All axes are used in tandem. Frequently, it is demonstrated that instead of writing lengthy code, we can simply query the API or database.
Detailed analysis of data science content and development of relations between topics has been done using python ‘set’ operations, which simplify the analysis tremendously.

All kind of feedback is welcome and will be appreciated, especially on the 'algorithm': `indiscip` for classifying questions into various disciplines of data science .

Basics.ipynb (812.6 KB)

Click here to view the jupyter notebook file in a new tab


hey @saquibmehmood1

Thanks for sharing this project with DQ community!

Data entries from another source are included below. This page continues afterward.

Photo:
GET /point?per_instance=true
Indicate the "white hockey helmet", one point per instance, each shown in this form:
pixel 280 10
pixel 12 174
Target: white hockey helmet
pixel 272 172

The project has a great introduction and clean start. I would just like to suggest about the plots.

  • try to maintain consistency within a project. The bar plot with only edges visible seems very different as compared bar plots at the end section

  • you scaled the x-axis, but the tags names on y-axis are also not visible. May be avoiding all the labels and keeping every 5th/ 10th label or keeping only the top 20 tags and grouping rest of the tags in one group would give a readable plot.

  • try to use ylim when the bars are too small for the y-axis, and limiting the y-axis will give more readable bar plots. for example, which chart gives a quick and easy understanding of the data?